Rei Hwa Lee, 57, from Littleton was found Tuesday at about 12,600 feet

A 57-year-old Littleton woman missing in the Maroon Bells area since Sunday was found dead Tuesday morning, an official said.

Rei Hwa Lee “fell to her death on the north face of North Maroon Peak” and was located about 11:15 a.m. by members of Mountain Rescue Aspen, according to a news release and Pitkin County Deputy Michael Buglione. Lee was hiking by herself, Buglione said.

MRA volunteers initially did not know exactly which peak Lee set off to climb, so teams searched a large area in the Maroon Bells Wilderness on Monday, according to the news release. However, several users on the website posted Monday evening that they’d seen Lee heading up North Maroon Peak.

That prompted four MRA teams and a Blackhawk helicopter with two MRA members aboard to focus on the North Maroon Peak area Tuesday, the release states. The helicopter team spotted Lee’s body “on the north face of North Maroon Peak at approximately 12,600 feet,” and was able to recover her body, according to the release.

“It’s unclear from where Lee fell or whether she summited the mountain,” the news release states.

Lee’s children told deputies she left her Littleton home at 1 a.m. Saturday and arrived at the Maroon Bells parking area at 5 a.m., the release states. They reported her missing Sunday evening when she didn’t return.

It is the second death in the Maroon Bells area this year. Jeffrey Bushroe, 27, who was a soldier at Fort Carson, was found dead May 27 by another hiker. The deputy coroner said Bushroe, of Tucson, Arizona, died from “hypothermia hours after a tumble he took in the Grand Couloir at the Maroon Bells secondary to confusion from a brain injury.”
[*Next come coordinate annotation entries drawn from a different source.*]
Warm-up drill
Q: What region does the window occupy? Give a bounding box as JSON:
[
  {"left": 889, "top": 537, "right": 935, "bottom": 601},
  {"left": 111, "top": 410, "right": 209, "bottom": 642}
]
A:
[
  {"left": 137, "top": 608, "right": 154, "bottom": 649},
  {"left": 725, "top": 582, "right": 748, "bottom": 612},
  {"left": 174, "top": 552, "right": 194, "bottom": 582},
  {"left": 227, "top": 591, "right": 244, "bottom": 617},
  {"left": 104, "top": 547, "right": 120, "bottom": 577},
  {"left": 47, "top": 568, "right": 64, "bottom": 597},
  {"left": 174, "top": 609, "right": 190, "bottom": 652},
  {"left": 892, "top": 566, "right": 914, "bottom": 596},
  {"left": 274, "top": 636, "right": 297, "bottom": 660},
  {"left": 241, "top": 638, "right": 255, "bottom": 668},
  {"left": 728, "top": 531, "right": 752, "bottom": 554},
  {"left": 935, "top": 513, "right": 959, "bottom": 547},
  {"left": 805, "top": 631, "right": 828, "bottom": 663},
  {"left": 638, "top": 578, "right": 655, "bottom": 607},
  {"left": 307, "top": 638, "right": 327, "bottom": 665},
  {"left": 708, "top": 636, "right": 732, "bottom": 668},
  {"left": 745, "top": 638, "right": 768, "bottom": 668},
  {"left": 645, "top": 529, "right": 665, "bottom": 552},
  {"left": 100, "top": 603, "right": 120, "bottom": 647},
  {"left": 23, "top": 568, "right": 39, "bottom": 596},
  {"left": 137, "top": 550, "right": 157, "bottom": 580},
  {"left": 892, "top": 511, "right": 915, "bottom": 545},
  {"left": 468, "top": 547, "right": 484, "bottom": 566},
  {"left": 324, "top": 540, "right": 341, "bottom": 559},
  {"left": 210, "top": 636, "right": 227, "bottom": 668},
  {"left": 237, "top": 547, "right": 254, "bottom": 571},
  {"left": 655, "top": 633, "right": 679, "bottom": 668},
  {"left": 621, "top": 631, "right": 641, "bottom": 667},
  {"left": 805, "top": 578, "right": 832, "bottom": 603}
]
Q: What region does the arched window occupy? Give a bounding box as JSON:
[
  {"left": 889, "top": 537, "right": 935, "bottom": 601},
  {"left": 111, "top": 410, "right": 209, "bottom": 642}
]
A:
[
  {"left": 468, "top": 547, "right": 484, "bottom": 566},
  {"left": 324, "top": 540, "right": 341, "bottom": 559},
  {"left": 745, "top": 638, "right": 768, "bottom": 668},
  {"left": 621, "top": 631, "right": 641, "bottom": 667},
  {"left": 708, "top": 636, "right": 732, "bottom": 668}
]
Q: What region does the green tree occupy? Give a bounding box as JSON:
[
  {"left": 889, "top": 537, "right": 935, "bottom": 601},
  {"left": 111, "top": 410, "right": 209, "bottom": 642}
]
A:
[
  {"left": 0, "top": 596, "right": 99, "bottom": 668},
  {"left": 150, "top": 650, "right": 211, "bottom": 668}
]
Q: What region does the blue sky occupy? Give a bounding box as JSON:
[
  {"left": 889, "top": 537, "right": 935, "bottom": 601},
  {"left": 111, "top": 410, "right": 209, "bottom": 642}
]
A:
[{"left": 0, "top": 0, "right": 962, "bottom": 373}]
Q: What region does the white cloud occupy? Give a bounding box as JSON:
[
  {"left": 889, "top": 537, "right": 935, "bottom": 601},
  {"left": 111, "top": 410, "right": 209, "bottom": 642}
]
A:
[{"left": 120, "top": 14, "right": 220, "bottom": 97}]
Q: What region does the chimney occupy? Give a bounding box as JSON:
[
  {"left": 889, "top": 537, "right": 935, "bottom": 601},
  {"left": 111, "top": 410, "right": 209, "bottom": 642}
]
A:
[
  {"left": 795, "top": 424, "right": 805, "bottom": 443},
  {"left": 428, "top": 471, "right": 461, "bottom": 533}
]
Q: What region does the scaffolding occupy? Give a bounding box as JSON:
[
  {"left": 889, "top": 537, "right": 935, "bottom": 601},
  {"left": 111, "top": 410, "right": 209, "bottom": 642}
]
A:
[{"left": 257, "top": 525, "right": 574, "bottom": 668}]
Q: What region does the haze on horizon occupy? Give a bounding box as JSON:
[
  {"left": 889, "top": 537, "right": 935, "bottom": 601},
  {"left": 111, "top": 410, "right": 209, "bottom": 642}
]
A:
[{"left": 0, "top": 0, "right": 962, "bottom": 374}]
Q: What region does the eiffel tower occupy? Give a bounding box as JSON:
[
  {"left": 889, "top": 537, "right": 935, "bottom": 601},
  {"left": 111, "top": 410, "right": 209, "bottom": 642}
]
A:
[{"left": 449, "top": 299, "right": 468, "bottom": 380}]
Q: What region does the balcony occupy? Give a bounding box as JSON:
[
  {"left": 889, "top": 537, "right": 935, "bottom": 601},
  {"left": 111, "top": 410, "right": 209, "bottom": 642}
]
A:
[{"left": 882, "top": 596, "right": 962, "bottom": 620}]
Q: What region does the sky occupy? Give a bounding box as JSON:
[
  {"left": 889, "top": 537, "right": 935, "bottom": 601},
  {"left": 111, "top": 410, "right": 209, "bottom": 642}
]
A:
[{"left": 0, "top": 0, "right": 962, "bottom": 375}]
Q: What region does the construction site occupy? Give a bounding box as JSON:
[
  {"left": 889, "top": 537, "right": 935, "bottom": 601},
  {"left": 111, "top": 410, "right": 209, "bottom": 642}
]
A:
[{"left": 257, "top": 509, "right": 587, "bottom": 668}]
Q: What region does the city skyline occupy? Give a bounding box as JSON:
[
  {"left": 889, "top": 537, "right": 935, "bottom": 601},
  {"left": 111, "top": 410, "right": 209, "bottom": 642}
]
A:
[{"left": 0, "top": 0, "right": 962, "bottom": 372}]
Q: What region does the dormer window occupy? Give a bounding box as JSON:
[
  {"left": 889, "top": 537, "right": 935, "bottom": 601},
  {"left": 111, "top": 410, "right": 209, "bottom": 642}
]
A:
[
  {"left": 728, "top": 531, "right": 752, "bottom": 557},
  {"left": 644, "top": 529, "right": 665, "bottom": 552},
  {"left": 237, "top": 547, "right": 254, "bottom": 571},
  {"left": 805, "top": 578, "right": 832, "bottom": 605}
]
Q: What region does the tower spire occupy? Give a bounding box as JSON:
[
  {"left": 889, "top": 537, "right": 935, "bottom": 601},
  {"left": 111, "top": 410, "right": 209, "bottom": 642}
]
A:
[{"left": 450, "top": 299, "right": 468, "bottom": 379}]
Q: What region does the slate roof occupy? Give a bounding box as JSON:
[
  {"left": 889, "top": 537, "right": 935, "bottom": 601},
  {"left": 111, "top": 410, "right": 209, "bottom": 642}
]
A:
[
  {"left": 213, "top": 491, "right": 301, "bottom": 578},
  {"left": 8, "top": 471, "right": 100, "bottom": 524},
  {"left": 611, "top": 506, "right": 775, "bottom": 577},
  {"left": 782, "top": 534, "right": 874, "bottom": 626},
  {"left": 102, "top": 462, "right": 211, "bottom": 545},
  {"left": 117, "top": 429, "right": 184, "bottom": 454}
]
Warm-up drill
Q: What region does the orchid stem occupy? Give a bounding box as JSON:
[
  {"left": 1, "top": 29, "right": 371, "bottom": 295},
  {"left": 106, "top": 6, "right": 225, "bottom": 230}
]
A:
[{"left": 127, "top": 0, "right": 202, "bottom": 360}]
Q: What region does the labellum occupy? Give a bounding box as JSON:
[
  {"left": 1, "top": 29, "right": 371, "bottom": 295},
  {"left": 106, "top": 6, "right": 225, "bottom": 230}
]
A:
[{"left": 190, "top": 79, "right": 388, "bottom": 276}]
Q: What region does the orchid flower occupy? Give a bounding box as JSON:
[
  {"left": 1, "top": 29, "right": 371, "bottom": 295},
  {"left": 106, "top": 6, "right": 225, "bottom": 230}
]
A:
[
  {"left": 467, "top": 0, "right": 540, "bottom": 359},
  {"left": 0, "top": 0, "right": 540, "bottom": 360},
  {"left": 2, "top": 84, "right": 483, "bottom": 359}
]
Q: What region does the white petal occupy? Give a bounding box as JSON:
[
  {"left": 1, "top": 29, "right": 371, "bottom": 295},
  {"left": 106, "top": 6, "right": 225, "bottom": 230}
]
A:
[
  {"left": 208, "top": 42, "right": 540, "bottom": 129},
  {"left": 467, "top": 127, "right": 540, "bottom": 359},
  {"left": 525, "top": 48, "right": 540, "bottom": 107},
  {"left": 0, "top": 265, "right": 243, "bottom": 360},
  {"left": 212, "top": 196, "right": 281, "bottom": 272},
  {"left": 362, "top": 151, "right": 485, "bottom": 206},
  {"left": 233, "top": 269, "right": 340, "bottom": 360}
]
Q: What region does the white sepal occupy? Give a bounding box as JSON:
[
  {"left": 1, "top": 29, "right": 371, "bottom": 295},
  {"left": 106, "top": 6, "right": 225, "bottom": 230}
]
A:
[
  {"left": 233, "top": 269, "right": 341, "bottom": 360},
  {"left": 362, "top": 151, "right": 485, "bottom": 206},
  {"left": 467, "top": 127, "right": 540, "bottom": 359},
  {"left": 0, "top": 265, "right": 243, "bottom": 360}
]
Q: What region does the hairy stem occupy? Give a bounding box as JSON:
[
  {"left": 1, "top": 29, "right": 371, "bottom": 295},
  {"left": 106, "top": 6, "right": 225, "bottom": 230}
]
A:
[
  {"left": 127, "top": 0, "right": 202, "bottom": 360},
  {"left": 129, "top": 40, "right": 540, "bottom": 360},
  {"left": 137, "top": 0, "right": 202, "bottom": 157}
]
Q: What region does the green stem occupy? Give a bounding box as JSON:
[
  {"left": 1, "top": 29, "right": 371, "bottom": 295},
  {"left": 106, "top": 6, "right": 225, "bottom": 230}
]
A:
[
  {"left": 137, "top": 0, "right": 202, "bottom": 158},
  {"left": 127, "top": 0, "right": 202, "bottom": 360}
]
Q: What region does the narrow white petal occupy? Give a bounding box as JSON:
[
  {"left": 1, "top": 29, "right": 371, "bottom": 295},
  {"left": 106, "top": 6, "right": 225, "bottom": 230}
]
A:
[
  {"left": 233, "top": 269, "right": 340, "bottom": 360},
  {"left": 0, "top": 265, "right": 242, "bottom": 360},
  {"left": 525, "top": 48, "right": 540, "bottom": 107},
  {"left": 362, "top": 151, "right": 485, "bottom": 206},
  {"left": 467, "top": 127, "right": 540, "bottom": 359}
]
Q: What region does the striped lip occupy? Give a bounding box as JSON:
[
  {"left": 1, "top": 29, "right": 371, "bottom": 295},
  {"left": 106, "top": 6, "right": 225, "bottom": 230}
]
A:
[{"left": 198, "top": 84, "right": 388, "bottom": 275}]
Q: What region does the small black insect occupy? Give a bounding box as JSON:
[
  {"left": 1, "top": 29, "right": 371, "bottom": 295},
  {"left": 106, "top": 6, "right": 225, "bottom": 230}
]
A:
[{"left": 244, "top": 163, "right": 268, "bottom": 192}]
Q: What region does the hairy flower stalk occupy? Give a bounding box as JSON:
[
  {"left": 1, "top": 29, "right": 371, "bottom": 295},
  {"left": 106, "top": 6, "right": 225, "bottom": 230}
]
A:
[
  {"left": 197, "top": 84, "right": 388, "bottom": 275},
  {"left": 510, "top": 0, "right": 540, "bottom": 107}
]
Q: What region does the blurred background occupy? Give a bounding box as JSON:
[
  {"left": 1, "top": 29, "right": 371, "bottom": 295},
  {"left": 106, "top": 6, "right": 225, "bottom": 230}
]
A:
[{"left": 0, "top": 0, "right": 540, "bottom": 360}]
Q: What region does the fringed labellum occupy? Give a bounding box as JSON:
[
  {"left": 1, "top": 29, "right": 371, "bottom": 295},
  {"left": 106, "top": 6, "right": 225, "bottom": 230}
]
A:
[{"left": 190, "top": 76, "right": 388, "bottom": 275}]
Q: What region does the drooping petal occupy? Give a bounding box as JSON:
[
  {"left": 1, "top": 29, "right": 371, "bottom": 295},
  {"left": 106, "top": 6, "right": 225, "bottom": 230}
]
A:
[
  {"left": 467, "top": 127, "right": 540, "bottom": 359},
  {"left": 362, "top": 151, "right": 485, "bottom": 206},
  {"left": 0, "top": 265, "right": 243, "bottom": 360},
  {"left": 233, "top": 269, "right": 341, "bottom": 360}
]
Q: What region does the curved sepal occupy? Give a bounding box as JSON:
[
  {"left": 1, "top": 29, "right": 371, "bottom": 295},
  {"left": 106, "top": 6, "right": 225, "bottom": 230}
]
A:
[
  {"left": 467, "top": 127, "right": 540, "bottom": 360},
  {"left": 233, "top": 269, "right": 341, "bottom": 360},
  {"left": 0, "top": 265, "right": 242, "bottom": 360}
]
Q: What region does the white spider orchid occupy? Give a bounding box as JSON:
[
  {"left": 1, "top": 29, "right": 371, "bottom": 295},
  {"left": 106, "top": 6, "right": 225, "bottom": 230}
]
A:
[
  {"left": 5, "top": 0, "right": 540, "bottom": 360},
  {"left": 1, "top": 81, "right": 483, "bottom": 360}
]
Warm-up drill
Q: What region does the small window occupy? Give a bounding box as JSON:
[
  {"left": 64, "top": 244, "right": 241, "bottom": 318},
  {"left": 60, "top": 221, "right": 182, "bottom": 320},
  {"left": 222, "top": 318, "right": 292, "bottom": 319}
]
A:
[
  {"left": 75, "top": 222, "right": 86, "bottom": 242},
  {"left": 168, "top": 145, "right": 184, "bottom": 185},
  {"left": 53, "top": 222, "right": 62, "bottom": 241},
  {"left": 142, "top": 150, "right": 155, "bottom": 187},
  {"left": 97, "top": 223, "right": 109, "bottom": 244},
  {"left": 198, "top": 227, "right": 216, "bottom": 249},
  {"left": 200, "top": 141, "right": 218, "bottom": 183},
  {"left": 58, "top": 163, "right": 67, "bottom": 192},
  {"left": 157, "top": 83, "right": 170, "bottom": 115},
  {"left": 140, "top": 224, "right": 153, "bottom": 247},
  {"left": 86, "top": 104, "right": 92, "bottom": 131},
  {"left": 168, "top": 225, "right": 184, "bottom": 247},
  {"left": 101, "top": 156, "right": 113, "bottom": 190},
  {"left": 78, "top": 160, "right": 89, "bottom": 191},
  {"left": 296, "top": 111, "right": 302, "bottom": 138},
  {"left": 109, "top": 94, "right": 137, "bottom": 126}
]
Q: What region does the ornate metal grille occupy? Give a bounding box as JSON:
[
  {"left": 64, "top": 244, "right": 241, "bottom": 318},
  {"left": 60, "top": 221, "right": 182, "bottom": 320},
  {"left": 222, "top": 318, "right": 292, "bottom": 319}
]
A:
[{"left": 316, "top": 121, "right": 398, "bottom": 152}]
Meanwhile, MRA crews and the Sheriff’s Office plan to try to recover the body of a 35-year-old Parker man who fell Sunday from the Knife Edge on Capitol Peak, Buglione said. The man’s name won’t be released until his body is recovered, he said.

The man’s death marks the second fatality on Capitol Peak this summer, after 25-year-old Jake Lord of Parker died climbing the mountain last month. Officials say Lord feel nearly 300 feet after a boulder came loose.